LI commenter "jem927" knocks one out of the park:

This question [sic] for those blaming Geller: by saying that it is morally impermissible to express an idea that may provoke violence, are you not also saying that it is morally permissible to threaten violence to deter such expression?
Perhaps not, but that seems to be the crux of the argument.
That, indeed, is the crux of the media's argument and the hinge point of the dilemma. By assigning blame to Ms. Geller for "provoking" the attack on the free speech event, they're claiming that threatening violence in order to silence opposing viewpoints is morally superior to expressing those viewpoints. In other words, that the act of murdering someone whose words offend you is somehow better then allowing them to speak at all.

This, of course, is best summed up in the winning entry of the "Draw Mohammed" contest from cartoonist Bosch Fawstin, which was quickly distributed to the Internets:
(source: Tweet from Tammy Bruce)

And by this Tweet from the artist himself: Dear Lord, save us from the "Progressive" ideology, in which it's "better" for American citizens to be cowed into silence under threat of violent retribution than to be allowed to speak their minds, and in which it's "better" for a woman to be raped and strangled than to explain to police how her attacker got that fatal bullet wound from her legally-carried self-defense pistol. Amen.

Because I fail to see much difference between those two scenarios.

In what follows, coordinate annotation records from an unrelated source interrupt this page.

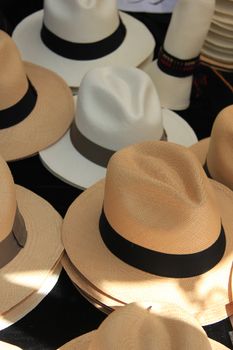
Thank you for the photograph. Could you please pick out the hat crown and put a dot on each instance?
(13, 80)
(7, 201)
(158, 197)
(149, 326)
(118, 106)
(81, 21)
(219, 156)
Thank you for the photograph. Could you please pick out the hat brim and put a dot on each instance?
(28, 304)
(66, 163)
(48, 121)
(83, 343)
(205, 296)
(200, 149)
(206, 58)
(96, 297)
(27, 37)
(34, 268)
(7, 346)
(79, 343)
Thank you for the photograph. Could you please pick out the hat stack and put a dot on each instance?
(30, 249)
(72, 37)
(156, 227)
(218, 46)
(7, 346)
(146, 326)
(116, 107)
(215, 152)
(36, 105)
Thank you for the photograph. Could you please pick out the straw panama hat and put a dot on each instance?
(30, 249)
(141, 326)
(155, 184)
(112, 37)
(216, 151)
(172, 72)
(116, 107)
(36, 105)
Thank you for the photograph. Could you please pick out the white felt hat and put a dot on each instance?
(79, 35)
(186, 33)
(116, 107)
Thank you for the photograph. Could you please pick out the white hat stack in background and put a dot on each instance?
(218, 46)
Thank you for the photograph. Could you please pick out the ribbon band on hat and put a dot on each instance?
(176, 67)
(162, 264)
(92, 151)
(14, 241)
(84, 51)
(19, 111)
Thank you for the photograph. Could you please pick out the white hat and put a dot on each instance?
(146, 326)
(116, 107)
(72, 37)
(172, 73)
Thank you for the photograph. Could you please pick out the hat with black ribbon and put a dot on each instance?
(36, 105)
(146, 326)
(178, 58)
(72, 37)
(156, 227)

Stay tuned for Part 2, and stay safe. [UPDATE: Part 2 is up. Link added.]
* - "Provocative", as used in this context, is a blatant misuse of the word, as well. "Provocative" literally means "causing discussion, thought, argument, etc." Yes, the root word is "provoke", but it means to provoke reflection, contemplation, consideration of new ideas and differing points of view. Not to provoke a violent response (as in the ridiculous "fighting words" comparison). Pamela Geller's critics apparently forgot that words mean things, and so are actively trying to change the definition to suit their purpose.